I tried partial_flush option, but this did not resolve this issue. It still says the same message in debug mode. Isn't it a solution to handle this issue?

Or, is there any other solution? (I'm looking for something like silencing feature because I don't need to view this SQL's shape from datadog UI)

PS

my environment ddtrace 0.53.0 rails 6.1.4.1 ruby2.7

delner commented 2 years ago

Quick theory off the top of my head: the SQL instrumentation tags the query on the span, and that tag exceeds a size limit as its sent to the agent, hence the error.

Perhaps the answer is to put some kind of size limit on SQL query tags, or more generally tags?

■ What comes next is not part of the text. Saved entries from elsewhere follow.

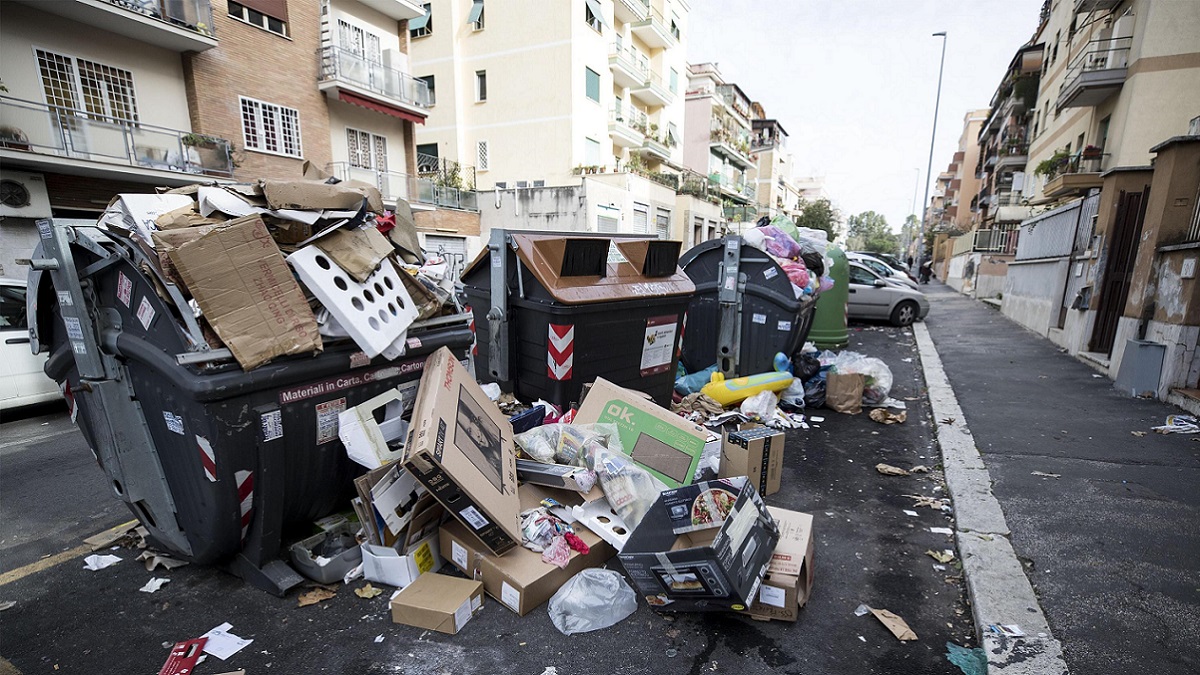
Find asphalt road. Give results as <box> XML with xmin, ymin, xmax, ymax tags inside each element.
<box><xmin>922</xmin><ymin>284</ymin><xmax>1200</xmax><ymax>675</ymax></box>
<box><xmin>0</xmin><ymin>324</ymin><xmax>974</xmax><ymax>674</ymax></box>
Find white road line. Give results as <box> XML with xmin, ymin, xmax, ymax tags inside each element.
<box><xmin>914</xmin><ymin>321</ymin><xmax>1070</xmax><ymax>675</ymax></box>
<box><xmin>0</xmin><ymin>427</ymin><xmax>78</xmax><ymax>453</ymax></box>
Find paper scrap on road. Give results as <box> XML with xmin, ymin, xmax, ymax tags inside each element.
<box><xmin>876</xmin><ymin>463</ymin><xmax>910</xmax><ymax>476</ymax></box>
<box><xmin>853</xmin><ymin>604</ymin><xmax>872</xmax><ymax>616</ymax></box>
<box><xmin>138</xmin><ymin>550</ymin><xmax>188</xmax><ymax>572</ymax></box>
<box><xmin>355</xmin><ymin>583</ymin><xmax>383</xmax><ymax>599</ymax></box>
<box><xmin>988</xmin><ymin>624</ymin><xmax>1025</xmax><ymax>637</ymax></box>
<box><xmin>903</xmin><ymin>510</ymin><xmax>920</xmax><ymax>517</ymax></box>
<box><xmin>1152</xmin><ymin>415</ymin><xmax>1199</xmax><ymax>434</ymax></box>
<box><xmin>926</xmin><ymin>549</ymin><xmax>955</xmax><ymax>563</ymax></box>
<box><xmin>905</xmin><ymin>494</ymin><xmax>948</xmax><ymax>509</ymax></box>
<box><xmin>871</xmin><ymin>608</ymin><xmax>918</xmax><ymax>641</ymax></box>
<box><xmin>930</xmin><ymin>527</ymin><xmax>953</xmax><ymax>535</ymax></box>
<box><xmin>83</xmin><ymin>554</ymin><xmax>122</xmax><ymax>571</ymax></box>
<box><xmin>1131</xmin><ymin>431</ymin><xmax>1147</xmax><ymax>437</ymax></box>
<box><xmin>910</xmin><ymin>465</ymin><xmax>930</xmax><ymax>473</ymax></box>
<box><xmin>201</xmin><ymin>623</ymin><xmax>253</xmax><ymax>660</ymax></box>
<box><xmin>83</xmin><ymin>521</ymin><xmax>139</xmax><ymax>551</ymax></box>
<box><xmin>809</xmin><ymin>416</ymin><xmax>825</xmax><ymax>423</ymax></box>
<box><xmin>869</xmin><ymin>408</ymin><xmax>907</xmax><ymax>424</ymax></box>
<box><xmin>375</xmin><ymin>635</ymin><xmax>385</xmax><ymax>643</ymax></box>
<box><xmin>297</xmin><ymin>587</ymin><xmax>337</xmax><ymax>607</ymax></box>
<box><xmin>1031</xmin><ymin>471</ymin><xmax>1061</xmax><ymax>479</ymax></box>
<box><xmin>139</xmin><ymin>577</ymin><xmax>170</xmax><ymax>593</ymax></box>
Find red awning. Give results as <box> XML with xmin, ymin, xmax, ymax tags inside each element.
<box><xmin>337</xmin><ymin>90</ymin><xmax>426</xmax><ymax>125</ymax></box>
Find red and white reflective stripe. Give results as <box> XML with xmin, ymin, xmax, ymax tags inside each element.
<box><xmin>62</xmin><ymin>381</ymin><xmax>77</xmax><ymax>423</ymax></box>
<box><xmin>466</xmin><ymin>305</ymin><xmax>478</xmax><ymax>356</ymax></box>
<box><xmin>547</xmin><ymin>323</ymin><xmax>574</xmax><ymax>381</ymax></box>
<box><xmin>197</xmin><ymin>435</ymin><xmax>217</xmax><ymax>483</ymax></box>
<box><xmin>235</xmin><ymin>470</ymin><xmax>254</xmax><ymax>541</ymax></box>
<box><xmin>678</xmin><ymin>312</ymin><xmax>688</xmax><ymax>358</ymax></box>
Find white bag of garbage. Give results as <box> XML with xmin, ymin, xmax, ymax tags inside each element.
<box><xmin>547</xmin><ymin>568</ymin><xmax>637</xmax><ymax>635</ymax></box>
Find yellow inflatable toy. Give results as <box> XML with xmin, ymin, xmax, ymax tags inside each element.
<box><xmin>700</xmin><ymin>371</ymin><xmax>794</xmax><ymax>407</ymax></box>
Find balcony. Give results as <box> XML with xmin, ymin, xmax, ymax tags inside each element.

mizukami234 commented 2 years ago

@delner

Perhaps the answer is to put some kind of size limit on SQL query tags, or more generally tags?

I don't know how these ways potentially affect to other traces, but both look good for me now.

marcotc commented 2 years ago

@mizukami234, to aid with our discussion, would you know long this query actually is (in number bytes or characters)?

mizukami234 commented 2 years ago

@marcotc

1MiB ~ 10MiB in my case. It easily grows bigger.

My simplified debug log shown below. Resource field is extremely huge! The VALUE clause length per a record is nearly 160 bytes where the number of records would be 5000 ~ 50000. Potentiall grows by O(Column Size * Record Size).

myapp-sidekiq-1  |  Name: postgres.query
myapp-sidekiq-1  | Span ID: 1430865000297426775
myapp-sidekiq-1  | Parent ID: 3737102368397088761
myapp-sidekiq-1  | Trace ID: 4195826364147550648
myapp-sidekiq-1  | Type: sql
myapp-sidekiq-1  | Service: myapp-postgres
myapp-sidekiq-1  | Resource: INSERT INTO "mytable" ("column1", ...,"columnN") VALUES (value11, ..., value1N), ..., (valueM1, ..., valueMN) RETURNING "id"
myapp-sidekiq-1  | Error: 0
myapp-sidekiq-1  | Start: 1636275862504337664
myapp-sidekiq-1  | End: 1636275862606366976
myapp-sidekiq-1  | Duration: 0.10204320799994093
myapp-sidekiq-1  | Allocations: 1382
myapp-sidekiq-1  | Tags: [
myapp-sidekiq-1  |    env => development,
myapp-sidekiq-1  |    peer.service => myapp-postgres,
myapp-sidekiq-1  |    active_record.db.vendor => postgres,
myapp-sidekiq-1  |    active_record.db.name => myapp_base,
myapp-sidekiq-1  |    out.host => mydbhost]
myapp-sidekiq-1  | Metrics: [ out.port => 5432.0],
sco11morgan commented 2 years ago

@mizukami234 I don't see any tracing in activerecord-import. Perhaps you have the Datadog mysql2 integration configured? It does trace SQL.

nvm. I missed your example above that had postgres.query.

Perhaps the answer is to put some kind of size limit on SQL query tags, or more generally tags?

@delner Had a good idea with limiting the SQL. What's a good limit, 4k?

sco11morgan commented 2 years ago

Other developers expect 200k SQL payloads, so we'll have to make truncation optional.

https://github.com/DataDog/dd-trace-rb/issues/1878

tonybruess commented 9 months ago

I'm seeing this as well